By regulation, it might not only standardize battery tech and basic form factors as they mature (I’m thinking about Li-Po at the moment, but sodium-based storage coming online also applies), but it may also promote more stringent quality controls to be passed before a product is certified safe for use by the general consumer — whether nationally, multi-partite, or worldwide.
If anywhere there’s a strong case and sector to benefit right now from industry-wide, ISO-level technical standards and consumer-oriented regulation, it’s in rechargeable lithium tech and its ubiquity across everything from
automobiles to laptops to
pedelecs to
phones to
energy storage systems to vaping devices to
entire transport vessels transporting high concentrations of Li-Ion-based product.
At the moment, most of these rely on Li-Ion, not Li-Po or more recent lithium storage modes.

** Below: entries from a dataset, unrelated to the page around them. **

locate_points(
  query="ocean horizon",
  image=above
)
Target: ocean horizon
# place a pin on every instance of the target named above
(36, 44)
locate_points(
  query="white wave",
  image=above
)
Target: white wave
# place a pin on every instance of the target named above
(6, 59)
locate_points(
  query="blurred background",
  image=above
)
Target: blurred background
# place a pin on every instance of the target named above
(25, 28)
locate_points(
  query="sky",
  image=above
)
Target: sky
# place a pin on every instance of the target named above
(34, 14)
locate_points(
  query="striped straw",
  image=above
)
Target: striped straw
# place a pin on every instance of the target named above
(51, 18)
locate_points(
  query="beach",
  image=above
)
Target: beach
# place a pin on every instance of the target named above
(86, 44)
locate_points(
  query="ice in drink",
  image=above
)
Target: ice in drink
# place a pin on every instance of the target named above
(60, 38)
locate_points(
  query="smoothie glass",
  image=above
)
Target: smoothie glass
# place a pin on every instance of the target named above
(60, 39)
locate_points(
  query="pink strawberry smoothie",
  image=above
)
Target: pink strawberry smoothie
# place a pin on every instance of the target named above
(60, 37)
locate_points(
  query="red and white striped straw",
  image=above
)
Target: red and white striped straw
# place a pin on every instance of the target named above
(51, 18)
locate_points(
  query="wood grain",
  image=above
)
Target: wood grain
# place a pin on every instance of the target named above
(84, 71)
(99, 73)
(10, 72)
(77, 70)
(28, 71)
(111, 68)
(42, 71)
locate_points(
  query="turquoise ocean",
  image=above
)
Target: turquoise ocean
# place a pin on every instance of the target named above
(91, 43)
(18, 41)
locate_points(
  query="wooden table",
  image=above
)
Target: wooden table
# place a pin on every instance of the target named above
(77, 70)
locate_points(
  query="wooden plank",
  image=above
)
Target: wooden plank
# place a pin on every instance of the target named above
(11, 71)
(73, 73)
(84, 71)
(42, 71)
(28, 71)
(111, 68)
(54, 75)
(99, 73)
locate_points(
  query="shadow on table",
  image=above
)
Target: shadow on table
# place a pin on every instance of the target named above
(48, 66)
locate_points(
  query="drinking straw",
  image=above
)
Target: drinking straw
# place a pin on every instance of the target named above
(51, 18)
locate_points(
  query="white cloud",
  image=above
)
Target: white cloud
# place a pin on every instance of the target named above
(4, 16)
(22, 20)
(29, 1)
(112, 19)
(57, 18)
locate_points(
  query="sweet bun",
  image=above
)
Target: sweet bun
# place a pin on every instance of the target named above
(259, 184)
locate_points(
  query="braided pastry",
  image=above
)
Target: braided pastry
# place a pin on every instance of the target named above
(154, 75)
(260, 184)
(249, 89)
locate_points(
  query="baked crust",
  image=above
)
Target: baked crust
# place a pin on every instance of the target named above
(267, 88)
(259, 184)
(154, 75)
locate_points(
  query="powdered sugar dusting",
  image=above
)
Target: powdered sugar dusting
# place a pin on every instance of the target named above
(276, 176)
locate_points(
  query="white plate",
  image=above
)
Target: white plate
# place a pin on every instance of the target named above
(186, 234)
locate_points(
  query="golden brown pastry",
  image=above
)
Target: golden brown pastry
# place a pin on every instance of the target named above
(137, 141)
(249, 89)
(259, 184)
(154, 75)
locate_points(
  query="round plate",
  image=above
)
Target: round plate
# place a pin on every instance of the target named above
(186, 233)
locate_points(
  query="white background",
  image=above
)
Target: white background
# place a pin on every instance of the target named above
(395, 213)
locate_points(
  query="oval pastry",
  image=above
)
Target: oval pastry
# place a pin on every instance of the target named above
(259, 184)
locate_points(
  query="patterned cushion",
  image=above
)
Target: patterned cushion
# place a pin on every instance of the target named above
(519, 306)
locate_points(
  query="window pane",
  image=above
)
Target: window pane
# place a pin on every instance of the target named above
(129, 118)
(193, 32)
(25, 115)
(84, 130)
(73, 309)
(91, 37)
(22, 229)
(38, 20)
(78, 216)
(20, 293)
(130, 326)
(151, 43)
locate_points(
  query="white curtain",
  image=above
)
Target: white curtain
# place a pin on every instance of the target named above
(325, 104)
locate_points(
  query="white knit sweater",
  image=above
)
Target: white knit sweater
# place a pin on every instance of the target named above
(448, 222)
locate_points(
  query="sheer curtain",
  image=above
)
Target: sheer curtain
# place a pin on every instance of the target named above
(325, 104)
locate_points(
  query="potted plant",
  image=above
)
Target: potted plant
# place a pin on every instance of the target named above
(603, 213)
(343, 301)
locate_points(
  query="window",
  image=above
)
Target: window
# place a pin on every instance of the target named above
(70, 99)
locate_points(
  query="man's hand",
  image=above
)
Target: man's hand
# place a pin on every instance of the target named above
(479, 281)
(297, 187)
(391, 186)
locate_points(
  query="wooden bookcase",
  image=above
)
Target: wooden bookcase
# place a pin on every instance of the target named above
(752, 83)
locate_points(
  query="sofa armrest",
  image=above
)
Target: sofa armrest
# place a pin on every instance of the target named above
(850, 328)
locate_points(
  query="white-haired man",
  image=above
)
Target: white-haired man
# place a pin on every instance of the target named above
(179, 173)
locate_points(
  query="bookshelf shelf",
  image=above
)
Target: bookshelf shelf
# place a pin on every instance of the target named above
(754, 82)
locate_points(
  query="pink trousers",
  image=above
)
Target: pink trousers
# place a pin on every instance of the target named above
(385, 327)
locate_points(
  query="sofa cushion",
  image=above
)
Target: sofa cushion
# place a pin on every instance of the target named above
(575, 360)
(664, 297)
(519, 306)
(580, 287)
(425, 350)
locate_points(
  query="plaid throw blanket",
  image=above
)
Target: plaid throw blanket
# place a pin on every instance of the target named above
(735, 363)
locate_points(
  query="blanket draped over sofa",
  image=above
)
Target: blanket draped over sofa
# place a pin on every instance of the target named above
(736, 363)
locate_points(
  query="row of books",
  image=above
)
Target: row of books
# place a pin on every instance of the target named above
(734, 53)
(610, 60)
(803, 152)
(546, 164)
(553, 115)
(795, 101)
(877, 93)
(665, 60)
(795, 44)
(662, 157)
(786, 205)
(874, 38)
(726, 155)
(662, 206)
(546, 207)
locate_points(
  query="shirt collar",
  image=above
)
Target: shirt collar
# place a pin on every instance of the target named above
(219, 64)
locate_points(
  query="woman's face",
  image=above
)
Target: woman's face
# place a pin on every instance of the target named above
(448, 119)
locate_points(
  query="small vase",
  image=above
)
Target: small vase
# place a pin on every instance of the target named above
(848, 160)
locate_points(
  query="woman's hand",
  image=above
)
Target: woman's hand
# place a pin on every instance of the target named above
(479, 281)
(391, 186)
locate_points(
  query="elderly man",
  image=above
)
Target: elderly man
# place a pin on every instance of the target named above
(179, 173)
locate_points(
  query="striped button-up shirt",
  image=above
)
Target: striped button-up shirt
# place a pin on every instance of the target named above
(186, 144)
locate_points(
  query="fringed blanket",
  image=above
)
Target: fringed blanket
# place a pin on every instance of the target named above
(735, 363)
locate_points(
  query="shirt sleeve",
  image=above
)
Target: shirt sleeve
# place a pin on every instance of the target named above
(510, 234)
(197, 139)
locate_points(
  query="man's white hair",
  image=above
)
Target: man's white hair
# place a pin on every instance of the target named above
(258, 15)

To enact regulation is to hold manufacturers liable for established safety standards (as well as certifications, e.g., Underwriters Laboratories, granted for engineering to even higher standards). These carry over to improved quality control, so long as that regulation is checked and enforced internationally, nationally, and locally.
The
tl;dr point, of course, is industry compliance and international regulation is not only a way to reduce loss of life, limb, and property, but also to vet and standardize how to handle that energy storage medium in a way which is open, replicable, and certifiable as safe at all steps in expected handling and usage circumstances. Standardization and regulation, as with other areas, can improve competition and innovation around adjacent components. They can reduce proprietary, un(der)regulated products from being rushed to consumer use before a designer/manufacturer has certified overall safety (replete with established protocols for containment under typical circumstances in not just manufacturing, but also packaging, transporting, consumption, recharge, disposal, and so on).
As it is, standardization and industry regulation, beyond the fairly localized level, has mostly eluded lithium energy storage in ways which don’t tend to fly with other concentrated energy media known to harm life when left poorly regulated in extraction, refinement, transport, storage, and containment. These includes not only petroleum, but also fissile ores and the handling of hydrogen for fuel cell applications.
(If it isn’t apparent somehow, I’ve not been happy about lithium tech being played fast and loose for as long as it has.)